Tanya tipped her head listening to the plaintive sound of Olga's voice. Lukeria leaned to the window and her features seemed to soften. It may have been the effect of the words. Or maybe it was the way that the yellow orthodox glow of the candlelight made all things more beautiful in the textured bathy haze.
'Jews. They pray well enough.' Lukeria leaned and lit a cigarette from the candle's flame, inhaled deeply. 'Still,' she spoke on the exhale, a long ribbon of blue wafting from her mouth, 'I am sick to death of hearing about their problems. Their persecution. Their obsession with history. If they are so unhappy, they should not be living here. After all, Perm is the heart of orthodoxy. Perm is the bear that carries the orthodox cross on its back, the great white bear that will rise up with a roar.'
'Hmmmmm.' Tanya opened her sky notebook. Most evenings Lukeria's words were easy for Tanya to dismiss. Words of a woman whose world was one of diminished proportion that had collapsed to a single point: this apartment, those suitcases, her trunk full of letters and that newspaper.

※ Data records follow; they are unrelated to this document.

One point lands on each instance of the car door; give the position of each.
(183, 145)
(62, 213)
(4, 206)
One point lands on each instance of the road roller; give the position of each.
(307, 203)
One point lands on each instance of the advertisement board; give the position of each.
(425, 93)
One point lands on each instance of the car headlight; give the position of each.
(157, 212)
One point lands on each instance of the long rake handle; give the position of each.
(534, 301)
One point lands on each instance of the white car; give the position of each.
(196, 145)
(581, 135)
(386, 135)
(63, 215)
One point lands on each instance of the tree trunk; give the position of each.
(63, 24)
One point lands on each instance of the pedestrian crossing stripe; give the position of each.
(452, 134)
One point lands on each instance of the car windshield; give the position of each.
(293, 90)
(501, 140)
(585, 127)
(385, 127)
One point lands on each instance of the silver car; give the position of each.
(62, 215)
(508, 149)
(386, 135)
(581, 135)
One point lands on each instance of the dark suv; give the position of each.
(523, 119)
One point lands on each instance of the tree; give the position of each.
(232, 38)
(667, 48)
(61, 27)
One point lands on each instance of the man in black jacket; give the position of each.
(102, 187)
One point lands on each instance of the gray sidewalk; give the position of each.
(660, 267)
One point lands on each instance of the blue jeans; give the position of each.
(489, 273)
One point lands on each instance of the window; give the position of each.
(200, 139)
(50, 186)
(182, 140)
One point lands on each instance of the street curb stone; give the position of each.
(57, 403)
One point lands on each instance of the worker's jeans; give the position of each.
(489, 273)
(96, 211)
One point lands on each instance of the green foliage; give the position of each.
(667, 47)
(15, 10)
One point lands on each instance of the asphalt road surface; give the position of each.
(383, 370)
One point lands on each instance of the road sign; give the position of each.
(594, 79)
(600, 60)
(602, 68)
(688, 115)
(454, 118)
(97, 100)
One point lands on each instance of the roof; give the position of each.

'There are, after all, other cities people can live in, these days. Jews don't have to stay here and be persecuted anymore if they don't want to be persecuted.' Lukeria's voice fell to a distant rumble, a hollow knocking that became one and the same with the thuds and pings of the heating pipes.
'Who says they're the only ones on the whole planet who have suffered? Does anyone ask me what I lived through during that war? I was seven. I watched my mother starve. We ate book binding and wallpaper paste. Does anyone ask me about it?'
Tanya kept her pencil moving over the open page of her notebook. 'No,' Tanya said dully. 'Nobody asks.'
'Who decided some people's suffering was more insufferable than other people's?' Lukeria pushed her chin towards the window pane and the skin of her neck pulled tight. 'It makes me want to choke.'
Instead Lukeria began to cough. And cough. Her face turned violet. Tanya ran for the bottled water kept for such emergencies.
'Do you want me to call Father Vyacheslav?' Tanya held the water to Lukeria's lips.
Lukeria batted it away with surprising strength. 'Him!' she spluttered. 'How can I trust a priest whose beard hasn't even grown in properly?'
'It's not his fault. He's only twenty-one.'
'Exactly.' Lukeria's nickel-coloured eyes bore holes into Tanya's. 'Young people don't know anything anymore. And I don't want him anywhere near me.'
Lukeria stood and Tanya assisted her to the shabby fold-out couch. Divan, Lukeria preferred to call it, a more nostalgic nomenclature suggesting elegance and culture they'd both read about in books but had never actually experienced. To this end, Lukeria had collected fragments of lace and doilies and scattered them like cobwebs over the back and arms of the couch. And now, creak by groan, she slowly lowered herself onto the fold-out.